2. In a pan, heat the ghee or oil over medium heat. Add the chopped onion, curry leaves, cumin, and coriander. Saute until the onions are translucent and the flavors have melded together.
3. Drain the cooked semiyan and add it to the pan with the onion mixture. Stir well to combine.
4. Season with salt to taste.
5. Serve hot and enjoy!
Cooking Time: 20-25 minutes
Tomato omelette with herbs
A simple yet satisfying breakfast or brunch option that combines the sweetness of tomatoes with the savory flavor of herbs, all wrapped up in a fluffy omelette.
Ingredients:
– 2 large eggs
– 1 medium tomato, diced
– 1 tablespoon butter
– 1/4 cup chopped fresh parsley
– 1/4 cup chopped fresh basil
– Salt and pepper to taste
Instructions:
1. In a small bowl, beat the eggs with a fork until well mixed.
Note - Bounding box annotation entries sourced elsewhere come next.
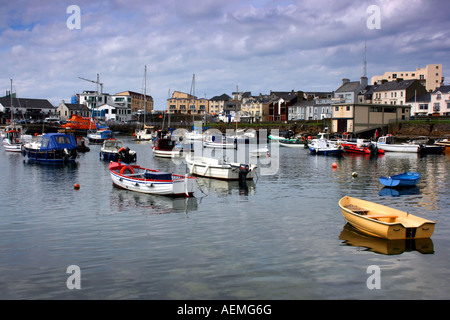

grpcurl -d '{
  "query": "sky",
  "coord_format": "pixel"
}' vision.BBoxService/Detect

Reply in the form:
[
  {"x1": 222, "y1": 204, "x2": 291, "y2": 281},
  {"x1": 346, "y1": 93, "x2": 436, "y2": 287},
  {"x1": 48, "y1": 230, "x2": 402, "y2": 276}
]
[{"x1": 0, "y1": 0, "x2": 450, "y2": 110}]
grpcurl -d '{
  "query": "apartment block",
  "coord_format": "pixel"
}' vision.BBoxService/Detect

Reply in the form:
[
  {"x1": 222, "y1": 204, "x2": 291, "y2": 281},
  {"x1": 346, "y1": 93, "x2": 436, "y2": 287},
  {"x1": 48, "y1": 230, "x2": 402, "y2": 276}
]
[{"x1": 371, "y1": 64, "x2": 444, "y2": 92}]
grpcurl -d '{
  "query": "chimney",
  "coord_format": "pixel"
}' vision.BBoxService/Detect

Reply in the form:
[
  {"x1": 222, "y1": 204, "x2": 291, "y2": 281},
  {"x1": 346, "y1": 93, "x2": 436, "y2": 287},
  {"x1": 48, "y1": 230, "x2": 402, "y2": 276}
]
[{"x1": 361, "y1": 77, "x2": 369, "y2": 88}]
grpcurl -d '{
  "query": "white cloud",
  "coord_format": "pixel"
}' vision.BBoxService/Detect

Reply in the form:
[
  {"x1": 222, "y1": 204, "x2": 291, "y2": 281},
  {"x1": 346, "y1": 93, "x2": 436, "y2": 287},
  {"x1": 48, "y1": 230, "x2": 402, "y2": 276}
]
[{"x1": 0, "y1": 0, "x2": 450, "y2": 108}]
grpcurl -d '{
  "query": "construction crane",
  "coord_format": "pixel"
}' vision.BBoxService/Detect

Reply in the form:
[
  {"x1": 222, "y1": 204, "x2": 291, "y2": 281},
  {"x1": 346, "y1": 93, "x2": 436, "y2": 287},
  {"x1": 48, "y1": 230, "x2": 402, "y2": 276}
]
[{"x1": 78, "y1": 73, "x2": 103, "y2": 94}]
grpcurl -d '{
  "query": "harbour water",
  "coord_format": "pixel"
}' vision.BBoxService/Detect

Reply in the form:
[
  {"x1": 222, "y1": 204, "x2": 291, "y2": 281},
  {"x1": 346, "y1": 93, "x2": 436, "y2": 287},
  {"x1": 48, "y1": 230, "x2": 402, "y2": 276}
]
[{"x1": 0, "y1": 137, "x2": 450, "y2": 300}]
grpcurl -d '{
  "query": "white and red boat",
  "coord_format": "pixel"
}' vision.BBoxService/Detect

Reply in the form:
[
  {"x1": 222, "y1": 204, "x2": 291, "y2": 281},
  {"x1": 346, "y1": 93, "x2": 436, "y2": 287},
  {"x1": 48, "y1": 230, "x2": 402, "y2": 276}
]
[
  {"x1": 342, "y1": 139, "x2": 384, "y2": 155},
  {"x1": 109, "y1": 161, "x2": 197, "y2": 197}
]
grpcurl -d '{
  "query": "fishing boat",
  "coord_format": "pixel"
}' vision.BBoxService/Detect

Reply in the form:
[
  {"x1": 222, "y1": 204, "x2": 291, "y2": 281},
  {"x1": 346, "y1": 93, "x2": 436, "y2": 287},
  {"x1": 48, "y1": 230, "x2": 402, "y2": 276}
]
[
  {"x1": 100, "y1": 139, "x2": 137, "y2": 163},
  {"x1": 339, "y1": 196, "x2": 436, "y2": 240},
  {"x1": 203, "y1": 135, "x2": 237, "y2": 149},
  {"x1": 278, "y1": 138, "x2": 305, "y2": 148},
  {"x1": 342, "y1": 139, "x2": 384, "y2": 155},
  {"x1": 185, "y1": 154, "x2": 257, "y2": 181},
  {"x1": 248, "y1": 146, "x2": 270, "y2": 158},
  {"x1": 22, "y1": 133, "x2": 78, "y2": 163},
  {"x1": 152, "y1": 138, "x2": 181, "y2": 158},
  {"x1": 308, "y1": 139, "x2": 344, "y2": 155},
  {"x1": 87, "y1": 129, "x2": 114, "y2": 144},
  {"x1": 377, "y1": 134, "x2": 423, "y2": 153},
  {"x1": 134, "y1": 125, "x2": 154, "y2": 141},
  {"x1": 378, "y1": 172, "x2": 420, "y2": 187},
  {"x1": 59, "y1": 114, "x2": 97, "y2": 132},
  {"x1": 408, "y1": 136, "x2": 445, "y2": 154},
  {"x1": 109, "y1": 161, "x2": 196, "y2": 197},
  {"x1": 2, "y1": 129, "x2": 23, "y2": 152}
]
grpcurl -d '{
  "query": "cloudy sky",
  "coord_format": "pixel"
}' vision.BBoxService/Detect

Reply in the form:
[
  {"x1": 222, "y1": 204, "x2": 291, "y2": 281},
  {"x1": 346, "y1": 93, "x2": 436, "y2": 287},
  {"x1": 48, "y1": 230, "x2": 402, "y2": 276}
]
[{"x1": 0, "y1": 0, "x2": 450, "y2": 109}]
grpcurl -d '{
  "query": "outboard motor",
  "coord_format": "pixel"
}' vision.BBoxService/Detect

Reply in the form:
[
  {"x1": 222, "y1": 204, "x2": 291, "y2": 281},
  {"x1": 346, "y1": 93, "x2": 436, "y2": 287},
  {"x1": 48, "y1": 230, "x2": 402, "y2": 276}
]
[{"x1": 239, "y1": 164, "x2": 250, "y2": 187}]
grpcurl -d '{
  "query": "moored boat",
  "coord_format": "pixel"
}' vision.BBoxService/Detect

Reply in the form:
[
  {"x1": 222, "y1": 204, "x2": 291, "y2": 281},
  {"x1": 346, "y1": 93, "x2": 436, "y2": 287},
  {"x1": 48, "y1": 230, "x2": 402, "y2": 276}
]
[
  {"x1": 308, "y1": 139, "x2": 344, "y2": 155},
  {"x1": 342, "y1": 139, "x2": 384, "y2": 155},
  {"x1": 22, "y1": 133, "x2": 78, "y2": 164},
  {"x1": 87, "y1": 129, "x2": 114, "y2": 144},
  {"x1": 100, "y1": 139, "x2": 136, "y2": 163},
  {"x1": 2, "y1": 129, "x2": 23, "y2": 152},
  {"x1": 339, "y1": 196, "x2": 436, "y2": 240},
  {"x1": 377, "y1": 134, "x2": 423, "y2": 153},
  {"x1": 152, "y1": 138, "x2": 181, "y2": 158},
  {"x1": 109, "y1": 161, "x2": 197, "y2": 197},
  {"x1": 278, "y1": 138, "x2": 305, "y2": 148},
  {"x1": 378, "y1": 172, "x2": 420, "y2": 187},
  {"x1": 186, "y1": 154, "x2": 257, "y2": 181}
]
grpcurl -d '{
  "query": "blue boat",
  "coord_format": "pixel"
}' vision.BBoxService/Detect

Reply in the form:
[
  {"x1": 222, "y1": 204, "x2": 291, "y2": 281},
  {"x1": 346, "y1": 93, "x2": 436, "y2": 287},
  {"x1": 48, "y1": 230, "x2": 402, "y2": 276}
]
[
  {"x1": 379, "y1": 172, "x2": 420, "y2": 188},
  {"x1": 87, "y1": 129, "x2": 114, "y2": 144},
  {"x1": 22, "y1": 133, "x2": 78, "y2": 164}
]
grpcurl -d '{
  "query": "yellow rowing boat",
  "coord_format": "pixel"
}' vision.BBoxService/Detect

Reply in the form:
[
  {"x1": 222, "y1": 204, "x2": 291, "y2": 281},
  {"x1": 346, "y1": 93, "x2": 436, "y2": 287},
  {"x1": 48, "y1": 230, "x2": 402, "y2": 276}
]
[{"x1": 339, "y1": 196, "x2": 436, "y2": 240}]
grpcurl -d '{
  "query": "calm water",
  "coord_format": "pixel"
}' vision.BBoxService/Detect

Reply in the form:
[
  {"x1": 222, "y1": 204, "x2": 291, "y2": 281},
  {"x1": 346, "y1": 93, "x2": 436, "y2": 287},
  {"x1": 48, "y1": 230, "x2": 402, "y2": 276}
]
[{"x1": 0, "y1": 138, "x2": 450, "y2": 300}]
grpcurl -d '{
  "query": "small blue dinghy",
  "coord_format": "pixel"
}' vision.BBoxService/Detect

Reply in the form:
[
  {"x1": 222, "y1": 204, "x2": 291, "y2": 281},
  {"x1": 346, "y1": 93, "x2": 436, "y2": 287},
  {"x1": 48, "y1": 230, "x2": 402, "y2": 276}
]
[{"x1": 379, "y1": 172, "x2": 420, "y2": 187}]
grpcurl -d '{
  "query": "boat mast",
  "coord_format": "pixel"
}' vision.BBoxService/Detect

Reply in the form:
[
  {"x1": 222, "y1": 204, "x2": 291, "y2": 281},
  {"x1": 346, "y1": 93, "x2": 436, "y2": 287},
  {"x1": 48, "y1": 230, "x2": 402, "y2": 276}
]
[
  {"x1": 9, "y1": 79, "x2": 16, "y2": 129},
  {"x1": 144, "y1": 65, "x2": 147, "y2": 129}
]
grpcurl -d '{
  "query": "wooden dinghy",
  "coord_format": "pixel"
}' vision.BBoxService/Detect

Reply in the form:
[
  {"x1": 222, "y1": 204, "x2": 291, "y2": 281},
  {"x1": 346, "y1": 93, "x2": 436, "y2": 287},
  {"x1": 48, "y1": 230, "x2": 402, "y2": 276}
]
[{"x1": 339, "y1": 196, "x2": 435, "y2": 240}]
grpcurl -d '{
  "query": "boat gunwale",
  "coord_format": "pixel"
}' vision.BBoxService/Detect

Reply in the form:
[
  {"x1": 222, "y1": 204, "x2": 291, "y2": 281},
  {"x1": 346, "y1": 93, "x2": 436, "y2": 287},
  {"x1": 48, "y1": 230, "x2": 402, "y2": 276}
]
[{"x1": 339, "y1": 196, "x2": 436, "y2": 228}]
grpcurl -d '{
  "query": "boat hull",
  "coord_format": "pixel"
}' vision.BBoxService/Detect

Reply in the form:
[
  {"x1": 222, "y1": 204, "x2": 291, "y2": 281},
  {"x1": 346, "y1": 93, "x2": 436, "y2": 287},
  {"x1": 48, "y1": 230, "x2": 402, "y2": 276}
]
[
  {"x1": 377, "y1": 143, "x2": 421, "y2": 153},
  {"x1": 22, "y1": 147, "x2": 77, "y2": 164},
  {"x1": 186, "y1": 155, "x2": 256, "y2": 180},
  {"x1": 379, "y1": 172, "x2": 420, "y2": 187},
  {"x1": 339, "y1": 196, "x2": 435, "y2": 240},
  {"x1": 109, "y1": 162, "x2": 196, "y2": 197}
]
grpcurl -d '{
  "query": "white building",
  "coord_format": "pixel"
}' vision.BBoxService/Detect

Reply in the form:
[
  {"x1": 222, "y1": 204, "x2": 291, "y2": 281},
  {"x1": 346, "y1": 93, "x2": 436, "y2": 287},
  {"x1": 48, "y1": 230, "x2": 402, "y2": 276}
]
[{"x1": 430, "y1": 86, "x2": 450, "y2": 116}]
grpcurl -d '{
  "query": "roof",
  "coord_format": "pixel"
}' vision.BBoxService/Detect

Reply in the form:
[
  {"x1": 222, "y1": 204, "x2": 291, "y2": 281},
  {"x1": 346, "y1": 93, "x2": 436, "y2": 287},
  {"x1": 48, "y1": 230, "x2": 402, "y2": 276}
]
[
  {"x1": 335, "y1": 81, "x2": 361, "y2": 92},
  {"x1": 64, "y1": 103, "x2": 90, "y2": 111},
  {"x1": 374, "y1": 79, "x2": 418, "y2": 92},
  {"x1": 41, "y1": 133, "x2": 77, "y2": 151},
  {"x1": 433, "y1": 86, "x2": 450, "y2": 93},
  {"x1": 406, "y1": 94, "x2": 431, "y2": 103},
  {"x1": 0, "y1": 96, "x2": 55, "y2": 109},
  {"x1": 209, "y1": 93, "x2": 232, "y2": 101}
]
2. Heat the butter in a medium non-stick skillet over medium heat.
3. Pour in the eggs and cook for 1-2 minutes or until the edges start to set.
4. Add the diced tomato and chopped herbs to one half of the omelette.
5. Sprinkle with salt and pepper to taste.
6. Use a spatula to gently fold the other half of the omelette over the filling.
7. Cook for an additional 30-45 seconds or until the cheese is melted and the omelette is cooked through.
Cooking Time: Approximately 5-7 minutes
Summary
Start your day off right with these quick and delicious Indian breakfast recipes, all ready in just 5 minutes or less! From classic dishes like poha with peanuts and lemon to creative twists like scrambled eggs with masala and suji halwa with almonds, there’s something for everyone. Other highlights include besan chilla with coriander chutney, upma with vegetables, and sabudana khichdi with coconut. Whether you’re in the mood for something savory or sweet, these Indian breakfast recipes are sure to satisfy your morning cravings.